Medical History Collection

The agent collects medical history conversationally, asking follow-up questions based on previous answers:

class MedicalHistoryCollector:
    CONDITION_FOLLOWUPS = {
        "diabetes": ["What type of diabetes?", "Current medications?", "Last A1C level?"],
        "hypertension": ["Current blood pressure medications?", "Last BP reading?"],
        "asthma": ["Current inhalers?", "Frequency of attacks?"],
    }

    def __init__(self):
        self.collected: dict = {}
        self.pending_followups: list[str] = []
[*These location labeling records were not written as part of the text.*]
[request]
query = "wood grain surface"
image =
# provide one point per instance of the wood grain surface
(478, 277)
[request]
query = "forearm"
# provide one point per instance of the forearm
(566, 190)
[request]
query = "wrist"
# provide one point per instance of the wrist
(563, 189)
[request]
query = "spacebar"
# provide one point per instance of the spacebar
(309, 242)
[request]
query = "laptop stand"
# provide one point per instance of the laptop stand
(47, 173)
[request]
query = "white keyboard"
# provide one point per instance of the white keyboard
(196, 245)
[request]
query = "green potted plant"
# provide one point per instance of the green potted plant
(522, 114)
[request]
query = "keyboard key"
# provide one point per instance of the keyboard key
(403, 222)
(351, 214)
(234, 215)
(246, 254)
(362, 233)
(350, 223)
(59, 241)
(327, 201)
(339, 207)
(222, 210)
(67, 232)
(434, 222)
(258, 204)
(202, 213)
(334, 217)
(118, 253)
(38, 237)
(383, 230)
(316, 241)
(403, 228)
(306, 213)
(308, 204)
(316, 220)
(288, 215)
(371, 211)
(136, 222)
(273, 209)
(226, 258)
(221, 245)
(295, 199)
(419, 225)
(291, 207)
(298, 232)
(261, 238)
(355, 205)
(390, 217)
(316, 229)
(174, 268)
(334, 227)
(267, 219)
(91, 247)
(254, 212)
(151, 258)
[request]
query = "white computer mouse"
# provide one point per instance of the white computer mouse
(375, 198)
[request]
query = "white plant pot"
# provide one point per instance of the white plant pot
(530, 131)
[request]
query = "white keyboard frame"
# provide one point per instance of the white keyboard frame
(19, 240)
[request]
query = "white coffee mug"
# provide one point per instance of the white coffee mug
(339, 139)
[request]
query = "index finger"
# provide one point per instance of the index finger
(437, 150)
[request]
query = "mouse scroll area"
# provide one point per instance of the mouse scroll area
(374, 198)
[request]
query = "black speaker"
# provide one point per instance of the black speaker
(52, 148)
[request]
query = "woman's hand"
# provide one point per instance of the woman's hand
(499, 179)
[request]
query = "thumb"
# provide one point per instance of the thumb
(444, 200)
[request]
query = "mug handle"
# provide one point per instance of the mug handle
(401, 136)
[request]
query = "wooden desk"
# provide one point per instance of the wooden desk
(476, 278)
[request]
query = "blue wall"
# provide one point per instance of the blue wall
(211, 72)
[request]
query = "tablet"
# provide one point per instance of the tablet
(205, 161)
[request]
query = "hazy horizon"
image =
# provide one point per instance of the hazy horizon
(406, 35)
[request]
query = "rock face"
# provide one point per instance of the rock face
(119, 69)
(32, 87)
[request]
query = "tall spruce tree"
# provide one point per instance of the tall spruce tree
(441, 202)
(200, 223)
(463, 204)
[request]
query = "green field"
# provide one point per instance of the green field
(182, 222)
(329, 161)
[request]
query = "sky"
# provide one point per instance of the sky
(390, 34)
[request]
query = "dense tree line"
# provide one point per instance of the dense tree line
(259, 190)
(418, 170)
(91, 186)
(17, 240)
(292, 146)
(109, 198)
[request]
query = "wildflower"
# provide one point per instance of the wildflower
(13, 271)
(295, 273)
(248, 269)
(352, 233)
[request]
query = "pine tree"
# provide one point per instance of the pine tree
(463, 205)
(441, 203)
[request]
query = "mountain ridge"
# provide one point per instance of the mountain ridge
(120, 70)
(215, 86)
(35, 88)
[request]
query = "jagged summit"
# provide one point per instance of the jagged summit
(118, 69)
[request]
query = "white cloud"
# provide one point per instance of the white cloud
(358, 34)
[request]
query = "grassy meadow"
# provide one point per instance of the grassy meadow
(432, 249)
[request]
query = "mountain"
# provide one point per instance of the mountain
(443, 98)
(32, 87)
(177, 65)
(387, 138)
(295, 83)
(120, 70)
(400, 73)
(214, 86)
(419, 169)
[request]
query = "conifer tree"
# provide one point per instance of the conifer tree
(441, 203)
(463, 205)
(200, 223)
    def process_conditions(self, conditions: list[str]) -> list[str]:
        followup_questions = []
        for condition in conditions:
            self.collected[condition] = {"reported": True}
            normalized = condition.lower().strip()
            if normalized in self.CONDITION_FOLLOWUPS:
                followup_questions.extend(self.CONDITION_FOLLOWUPS[normalized])
        self.pending_followups = followup_questions
        return followup_questions

    def get_summary(self) -> dict:
        return {
            "conditions": self.collected,
            "complete": len(self.pending_followups) == 0,
            "pending_questions": self.pending_followups,
        }

Digital consent must be explicit, timestamped, and auditable:

from datetime import datetime
import hashlib

@dataclass
class ConsentRecord:
    patient_id: str
    consent_type: str
    version: str
    granted: bool
    timestamp: datetime
    ip_address: str
    document_hash: str

class ConsentManager:
    REQUIRED_CONSENTS = [
        ("treatment", "Consent to Treatment", "v2.1"),
        ("privacy", "Notice of Privacy Practices", "v3.0"),
        ("telehealth", "Telehealth Consent", "v1.4"),
    ]

    def get_pending_consents(self, patient_id: str, existing: list[str]) -> list[tuple]:
        return [
            (ctype, label, version)
            for ctype, label, version in self.REQUIRED_CONSENTS
            if ctype not in existing
        ]

    def record_consent(
        self, patient_id: str, consent_type: str, version: str, document_text: str, ip: str
    ) -> ConsentRecord:
        doc_hash = hashlib.sha256(document_text.encode()).hexdigest()
        return ConsentRecord(
            patient_id=patient_id,
            consent_type=consent_type,
            version=version,
            granted=True,
            timestamp=datetime.utcnow(),
            ip_address=ip,
            document_hash=doc_hash,
        )

FAQ

How does the agent handle patients who cannot complete digital intake?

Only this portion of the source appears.